The missing piece on Linux isn't the model, it's the integration: a daemon that captures mic audio, runs STT with hidden latency (streaming partial results), and injects text as keyboard input. sherpa-onnx (https://github.com/k2-fsa/sherpa-onnx) supports Linux and has streaming STT, it might be the best starting point for what your after.

We're focused on Apple Silicon for now but broader platform support is on the roadmap.

I use voxtype on my Linux machine with parakeet. Super fast and regularly even gets the tech lingo correct. You can configure prompts and keywords to help with that as well.

> I'm not looking for STT->AI->TTS, I'm looking for truly good voice-to-text experience

Umm, ah, wait no, uhh yes you are.
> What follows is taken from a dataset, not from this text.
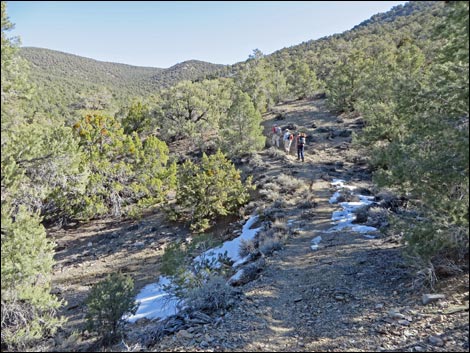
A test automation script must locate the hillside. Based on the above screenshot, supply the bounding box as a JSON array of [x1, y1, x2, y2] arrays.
[[46, 100, 468, 352], [19, 47, 228, 122]]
Unless, hang on, you are possessed with greater umm speech capabilities than most, wait nevermind start over. Unless you never make a mistake while talking, you want AI to take out the "three, wait no four" and just leave the output with "four" from what you actually spoke. Depending on your use case.

  • It’s the TTS layer that is weird. I’m in the same boat — speech out is just a much worse modality than text when possible.

    • Agreed for a lot of use cases. RCLI supports text-only mode (--no-speak flag or just type in the TUI instead of using push-to-talk). TTS makes sense for hands-free / eyes-free scenarios, but we dont force it.